On 16 January, Bumju Kim pleaded guilty to battery, and at 11.41am he was sentenced to 10 weeks in prison. Taking into account the time he had already spent imprisoned before the hearing, he should have been immediately released. But instead he was put on a bus and taken back to Wandsworth Prison.
When Kim’s solicitor heard he might not be released for two more days, he raised a formal complaint and called the prison, only to be told that he could not speak with the duty governor. The prison wouldn’t even tell him who the governor on duty was.
At 7.16pm, Kim’s solicitor sent an email marked “URGENT”, explaining that if Kim were not immediately released he would ask for an urgent hearing at the High Court.

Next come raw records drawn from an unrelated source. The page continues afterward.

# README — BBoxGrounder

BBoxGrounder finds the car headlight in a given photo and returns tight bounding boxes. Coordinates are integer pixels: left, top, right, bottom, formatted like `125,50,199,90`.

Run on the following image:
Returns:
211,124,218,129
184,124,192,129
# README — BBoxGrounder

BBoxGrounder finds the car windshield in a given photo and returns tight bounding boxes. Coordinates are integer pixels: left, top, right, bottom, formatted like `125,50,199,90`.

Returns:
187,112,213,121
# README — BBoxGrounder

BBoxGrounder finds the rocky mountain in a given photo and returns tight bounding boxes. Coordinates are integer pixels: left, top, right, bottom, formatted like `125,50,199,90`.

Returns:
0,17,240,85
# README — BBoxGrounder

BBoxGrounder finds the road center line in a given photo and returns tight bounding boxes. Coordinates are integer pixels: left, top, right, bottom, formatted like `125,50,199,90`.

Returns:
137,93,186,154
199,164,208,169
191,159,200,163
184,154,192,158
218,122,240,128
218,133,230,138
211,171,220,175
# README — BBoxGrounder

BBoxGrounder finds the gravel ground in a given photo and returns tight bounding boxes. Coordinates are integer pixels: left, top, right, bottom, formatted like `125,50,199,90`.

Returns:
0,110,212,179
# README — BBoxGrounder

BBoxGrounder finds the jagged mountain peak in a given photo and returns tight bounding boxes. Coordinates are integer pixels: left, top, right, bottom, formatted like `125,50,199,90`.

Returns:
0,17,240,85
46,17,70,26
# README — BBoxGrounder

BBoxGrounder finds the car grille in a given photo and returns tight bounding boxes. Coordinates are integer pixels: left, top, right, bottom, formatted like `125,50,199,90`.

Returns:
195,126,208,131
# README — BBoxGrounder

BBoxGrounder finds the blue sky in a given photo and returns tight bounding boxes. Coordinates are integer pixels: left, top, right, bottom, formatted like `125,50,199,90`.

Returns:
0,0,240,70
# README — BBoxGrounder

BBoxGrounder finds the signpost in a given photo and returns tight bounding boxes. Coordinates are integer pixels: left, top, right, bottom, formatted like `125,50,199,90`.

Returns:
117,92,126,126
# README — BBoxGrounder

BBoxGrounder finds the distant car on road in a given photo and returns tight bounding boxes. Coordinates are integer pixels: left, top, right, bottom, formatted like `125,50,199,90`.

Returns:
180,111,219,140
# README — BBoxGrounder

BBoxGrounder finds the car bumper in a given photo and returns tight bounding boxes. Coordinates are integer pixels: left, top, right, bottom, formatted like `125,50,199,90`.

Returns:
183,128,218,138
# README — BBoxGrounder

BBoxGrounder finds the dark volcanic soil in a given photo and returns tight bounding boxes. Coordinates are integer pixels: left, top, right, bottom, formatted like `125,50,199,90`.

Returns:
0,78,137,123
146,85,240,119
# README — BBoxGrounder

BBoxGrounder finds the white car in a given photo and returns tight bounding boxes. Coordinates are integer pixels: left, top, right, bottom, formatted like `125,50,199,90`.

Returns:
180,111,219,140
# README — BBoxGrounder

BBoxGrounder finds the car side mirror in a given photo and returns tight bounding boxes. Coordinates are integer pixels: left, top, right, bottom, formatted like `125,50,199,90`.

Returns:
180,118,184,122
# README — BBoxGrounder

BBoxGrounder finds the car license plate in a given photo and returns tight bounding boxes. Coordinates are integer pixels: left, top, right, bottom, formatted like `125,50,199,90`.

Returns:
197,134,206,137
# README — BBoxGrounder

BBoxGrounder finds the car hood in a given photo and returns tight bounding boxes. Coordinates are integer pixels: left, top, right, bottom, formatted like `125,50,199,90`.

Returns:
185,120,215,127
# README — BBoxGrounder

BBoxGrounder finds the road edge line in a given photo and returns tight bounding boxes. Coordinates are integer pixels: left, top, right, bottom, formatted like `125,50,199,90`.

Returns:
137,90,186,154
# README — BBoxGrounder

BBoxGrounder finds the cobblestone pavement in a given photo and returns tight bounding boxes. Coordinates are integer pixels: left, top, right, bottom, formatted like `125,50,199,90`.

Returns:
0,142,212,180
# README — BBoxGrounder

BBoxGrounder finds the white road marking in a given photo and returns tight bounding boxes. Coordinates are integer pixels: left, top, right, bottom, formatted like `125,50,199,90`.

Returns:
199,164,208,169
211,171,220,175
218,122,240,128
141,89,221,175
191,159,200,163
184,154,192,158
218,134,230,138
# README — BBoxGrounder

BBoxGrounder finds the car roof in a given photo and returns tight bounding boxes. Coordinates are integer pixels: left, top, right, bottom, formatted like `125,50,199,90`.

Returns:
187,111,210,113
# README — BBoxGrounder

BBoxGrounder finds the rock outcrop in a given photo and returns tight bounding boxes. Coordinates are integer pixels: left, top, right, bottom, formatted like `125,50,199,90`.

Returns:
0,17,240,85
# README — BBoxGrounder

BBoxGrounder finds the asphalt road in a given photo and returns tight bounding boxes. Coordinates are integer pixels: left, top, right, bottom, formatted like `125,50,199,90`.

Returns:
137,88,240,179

His repeated attempts to contact the prison were ignored and at 2.31am the court issued a writ of habeas corpus demanding that Kim be presented to the court by 11am. But the prison failed to meet this deadline. The governor didn’t show up at the hearing or even send a lawyer to represent her position. Kim was released shortly afterwards, having spent the night unlawfully detained in jail.
The judgment, given on 21 March, begins by declaring that “There are few rights more important in a free and civilised democracy than that no one should be unlawfully detained by the state.”
This right can be asserted in English law by the ancient writ of habeas corpus, a special order issued by a court that requires any detained person to be produced so that the lawfulness of their detention can be considered.
As the judge noted, it is for the state “to justify the prisoner’s continued detention,” and if it cannot, “the prisoner must be released”.
While the roots of habeas corpus predate Magna Carta, it was in the 16th and 17th centuries that it developed into its modern form, becoming what the legal scholar John Baker has called the “principal safeguard of personal liberty”. When Charles I imprisoned five knights who had refused to contribute to a forced loan in 1627, their appeal for habeas corpus was rejected. The following year, Parliament passed the Petition of Right, which enshrined this and other “rights and liberties”, beginning a process which saw the writ of habeas corpus guaranteed during the Long Parliament and improved by legislators in 1679.
In Kim’s case, the governor acknowledged the email inbox was not staffed after 5pm, and the urgent emails were not read until the following morning. Although the duty governor was aware the solicitor was trying to contact the prison, she said she had been too busy to answer. Although she read about the writ of habeas corpus the next morning, she left the Offender Management Unit to deal with it.